The optical properties of a photoluminescent dye rhodamine B (RhB) interacting with gold nanoparticles (AuNP) have been investigated using plasmonic absorbance, fluorescence, and resonance elastic light scattering (RELS) spectroscopy. We have found that these interactions result in a multimodal coupling that influence optical transitions in RhB. In absorbance measurements, we have observed for the first time the coupling resulting in strong screening of RhB π–π* transitions, likely caused by a contact adsorption of RhB on a conductive surface of AuNP. The nanoparticles quench also very efficiently the RhB fluorescence. We have determined that the static quenching mechanism with a non-Förster fluorescence resonance energy transfer (FRET) from RhB molecules to AuNP is involved. The Stern–Volmer dependence F0/F = f(Q) shows an upward deviation from linearity, attributed to the ultra-high quenching efficiency of AuNP leading to the new extended Stern–Volmer model. A sharp RELS peak of RhB alone (λmax = 566 nm) has been observed for the first time and attributed to the resonance fluorescence and enhanced scattering. This peak is completely quenched in the presence of AuNP22nm.
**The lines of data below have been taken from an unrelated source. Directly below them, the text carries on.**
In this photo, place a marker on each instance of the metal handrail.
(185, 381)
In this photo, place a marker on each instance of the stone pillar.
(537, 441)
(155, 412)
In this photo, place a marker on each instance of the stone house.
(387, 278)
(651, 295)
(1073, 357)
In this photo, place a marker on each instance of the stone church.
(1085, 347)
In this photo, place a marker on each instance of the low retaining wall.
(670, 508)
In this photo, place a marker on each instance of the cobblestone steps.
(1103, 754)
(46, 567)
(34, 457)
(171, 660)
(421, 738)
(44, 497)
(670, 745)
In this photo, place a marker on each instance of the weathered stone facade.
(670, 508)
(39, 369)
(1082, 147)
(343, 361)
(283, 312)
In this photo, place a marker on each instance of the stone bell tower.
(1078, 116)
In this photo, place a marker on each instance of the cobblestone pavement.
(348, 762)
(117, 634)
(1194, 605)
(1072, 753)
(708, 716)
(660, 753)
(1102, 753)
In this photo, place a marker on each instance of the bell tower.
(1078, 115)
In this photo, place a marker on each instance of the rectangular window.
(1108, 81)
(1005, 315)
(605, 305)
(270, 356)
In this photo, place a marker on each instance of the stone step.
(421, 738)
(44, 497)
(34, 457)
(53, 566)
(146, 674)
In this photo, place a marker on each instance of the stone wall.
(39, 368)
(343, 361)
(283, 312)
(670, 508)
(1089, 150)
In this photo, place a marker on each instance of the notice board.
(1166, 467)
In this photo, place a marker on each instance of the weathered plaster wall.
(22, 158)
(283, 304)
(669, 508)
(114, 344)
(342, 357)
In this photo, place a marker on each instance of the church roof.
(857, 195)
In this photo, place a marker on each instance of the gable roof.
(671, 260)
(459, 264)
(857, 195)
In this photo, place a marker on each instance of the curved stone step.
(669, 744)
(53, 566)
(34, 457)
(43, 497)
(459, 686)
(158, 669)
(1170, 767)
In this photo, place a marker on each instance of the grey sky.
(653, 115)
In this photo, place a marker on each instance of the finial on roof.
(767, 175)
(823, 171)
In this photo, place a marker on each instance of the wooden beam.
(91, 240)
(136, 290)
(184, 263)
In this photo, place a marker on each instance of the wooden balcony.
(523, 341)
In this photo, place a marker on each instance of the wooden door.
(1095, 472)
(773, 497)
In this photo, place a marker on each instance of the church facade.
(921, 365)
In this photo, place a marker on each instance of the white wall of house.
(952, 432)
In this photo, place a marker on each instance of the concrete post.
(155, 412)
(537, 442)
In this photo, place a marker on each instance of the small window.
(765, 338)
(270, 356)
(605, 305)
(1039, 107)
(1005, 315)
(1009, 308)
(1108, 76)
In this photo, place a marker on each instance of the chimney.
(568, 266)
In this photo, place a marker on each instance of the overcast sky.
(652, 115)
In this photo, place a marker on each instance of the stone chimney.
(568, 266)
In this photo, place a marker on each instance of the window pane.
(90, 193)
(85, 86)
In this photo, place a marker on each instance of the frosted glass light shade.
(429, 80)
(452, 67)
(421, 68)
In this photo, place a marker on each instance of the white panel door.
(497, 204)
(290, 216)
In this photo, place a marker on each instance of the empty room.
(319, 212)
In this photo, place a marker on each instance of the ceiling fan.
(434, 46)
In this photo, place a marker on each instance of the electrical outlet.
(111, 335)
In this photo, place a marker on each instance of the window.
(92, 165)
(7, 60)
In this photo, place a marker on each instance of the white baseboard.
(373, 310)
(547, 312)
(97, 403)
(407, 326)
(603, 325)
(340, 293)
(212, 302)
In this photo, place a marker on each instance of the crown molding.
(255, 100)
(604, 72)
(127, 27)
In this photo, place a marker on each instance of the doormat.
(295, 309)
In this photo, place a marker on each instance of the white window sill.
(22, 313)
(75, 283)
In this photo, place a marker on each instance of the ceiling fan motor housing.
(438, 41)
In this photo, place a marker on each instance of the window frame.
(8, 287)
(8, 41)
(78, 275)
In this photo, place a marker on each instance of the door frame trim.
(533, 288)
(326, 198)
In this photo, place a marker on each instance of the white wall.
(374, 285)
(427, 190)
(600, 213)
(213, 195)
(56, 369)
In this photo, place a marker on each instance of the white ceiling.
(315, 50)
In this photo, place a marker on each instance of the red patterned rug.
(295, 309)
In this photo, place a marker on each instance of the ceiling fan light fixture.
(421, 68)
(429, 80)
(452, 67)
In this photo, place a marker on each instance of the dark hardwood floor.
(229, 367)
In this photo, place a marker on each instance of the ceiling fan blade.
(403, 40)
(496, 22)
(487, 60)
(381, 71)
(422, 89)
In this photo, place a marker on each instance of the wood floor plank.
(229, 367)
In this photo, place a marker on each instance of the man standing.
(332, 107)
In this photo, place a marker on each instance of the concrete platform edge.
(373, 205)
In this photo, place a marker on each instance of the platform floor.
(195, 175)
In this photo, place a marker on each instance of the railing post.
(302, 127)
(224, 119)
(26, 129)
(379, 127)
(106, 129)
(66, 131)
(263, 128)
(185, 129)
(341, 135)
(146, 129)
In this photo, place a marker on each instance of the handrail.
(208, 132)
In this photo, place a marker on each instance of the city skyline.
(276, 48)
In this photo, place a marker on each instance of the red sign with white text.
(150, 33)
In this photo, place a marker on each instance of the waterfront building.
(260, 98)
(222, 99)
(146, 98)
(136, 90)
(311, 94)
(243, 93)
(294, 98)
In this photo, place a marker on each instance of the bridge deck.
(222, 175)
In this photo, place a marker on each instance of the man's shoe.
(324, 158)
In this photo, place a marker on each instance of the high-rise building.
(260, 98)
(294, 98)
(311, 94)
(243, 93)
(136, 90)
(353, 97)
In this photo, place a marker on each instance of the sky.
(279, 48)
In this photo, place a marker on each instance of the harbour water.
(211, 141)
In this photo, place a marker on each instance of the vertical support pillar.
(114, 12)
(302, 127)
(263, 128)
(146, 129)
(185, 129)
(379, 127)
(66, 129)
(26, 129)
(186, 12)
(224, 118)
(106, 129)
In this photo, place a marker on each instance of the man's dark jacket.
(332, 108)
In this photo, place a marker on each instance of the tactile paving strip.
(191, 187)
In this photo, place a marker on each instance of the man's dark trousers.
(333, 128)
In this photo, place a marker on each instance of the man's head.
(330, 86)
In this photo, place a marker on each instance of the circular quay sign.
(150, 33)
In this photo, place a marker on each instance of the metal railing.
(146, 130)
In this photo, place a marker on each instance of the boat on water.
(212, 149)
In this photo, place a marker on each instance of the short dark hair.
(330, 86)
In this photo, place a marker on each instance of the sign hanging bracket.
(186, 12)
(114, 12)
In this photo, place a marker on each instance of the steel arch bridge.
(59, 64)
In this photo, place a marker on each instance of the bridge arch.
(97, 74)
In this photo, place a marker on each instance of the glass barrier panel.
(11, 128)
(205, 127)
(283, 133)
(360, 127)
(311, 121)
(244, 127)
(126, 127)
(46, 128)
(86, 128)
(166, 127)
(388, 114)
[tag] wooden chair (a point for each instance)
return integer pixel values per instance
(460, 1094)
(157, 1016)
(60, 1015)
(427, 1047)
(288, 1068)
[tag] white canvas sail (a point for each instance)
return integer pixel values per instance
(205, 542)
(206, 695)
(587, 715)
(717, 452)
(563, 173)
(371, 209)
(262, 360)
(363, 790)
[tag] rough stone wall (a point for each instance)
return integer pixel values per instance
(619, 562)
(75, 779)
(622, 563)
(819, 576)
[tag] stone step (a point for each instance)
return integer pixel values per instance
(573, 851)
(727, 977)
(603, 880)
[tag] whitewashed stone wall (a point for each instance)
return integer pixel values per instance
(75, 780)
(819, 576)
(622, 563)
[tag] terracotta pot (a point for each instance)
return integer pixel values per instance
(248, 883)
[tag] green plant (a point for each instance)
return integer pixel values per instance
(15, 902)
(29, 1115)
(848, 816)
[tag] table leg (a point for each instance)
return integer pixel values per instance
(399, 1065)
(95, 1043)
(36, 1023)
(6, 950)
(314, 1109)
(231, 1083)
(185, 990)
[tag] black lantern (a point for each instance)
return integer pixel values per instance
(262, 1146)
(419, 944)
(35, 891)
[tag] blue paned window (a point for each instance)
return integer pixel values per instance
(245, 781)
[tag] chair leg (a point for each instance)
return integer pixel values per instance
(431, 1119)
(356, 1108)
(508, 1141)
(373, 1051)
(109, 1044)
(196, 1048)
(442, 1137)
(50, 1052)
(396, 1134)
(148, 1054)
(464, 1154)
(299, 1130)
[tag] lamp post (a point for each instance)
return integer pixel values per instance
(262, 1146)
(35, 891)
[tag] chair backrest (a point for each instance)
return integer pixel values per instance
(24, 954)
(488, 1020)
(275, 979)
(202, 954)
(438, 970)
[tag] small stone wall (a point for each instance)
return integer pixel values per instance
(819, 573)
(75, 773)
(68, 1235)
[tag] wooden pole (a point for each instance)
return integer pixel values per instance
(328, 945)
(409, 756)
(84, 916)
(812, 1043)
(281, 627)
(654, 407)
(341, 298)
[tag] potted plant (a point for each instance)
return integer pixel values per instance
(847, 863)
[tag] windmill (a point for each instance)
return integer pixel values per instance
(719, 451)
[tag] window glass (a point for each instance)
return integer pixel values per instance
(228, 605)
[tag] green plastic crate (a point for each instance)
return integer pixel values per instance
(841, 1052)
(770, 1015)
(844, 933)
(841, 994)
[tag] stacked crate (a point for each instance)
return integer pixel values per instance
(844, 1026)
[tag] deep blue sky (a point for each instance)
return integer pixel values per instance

Our quantum mechanical calculations confirm that the distance between AuNP surface and conjugated π-electron system in RhB is well within the range of plasmonic fields extending from AuNP. The optical transition coupling to plasmonic oscillations and the efficient energy transfer due to the interactions of fluorescent dyes with nanoparticles are important for biophysical studies of life processes and applications in nanomedicine.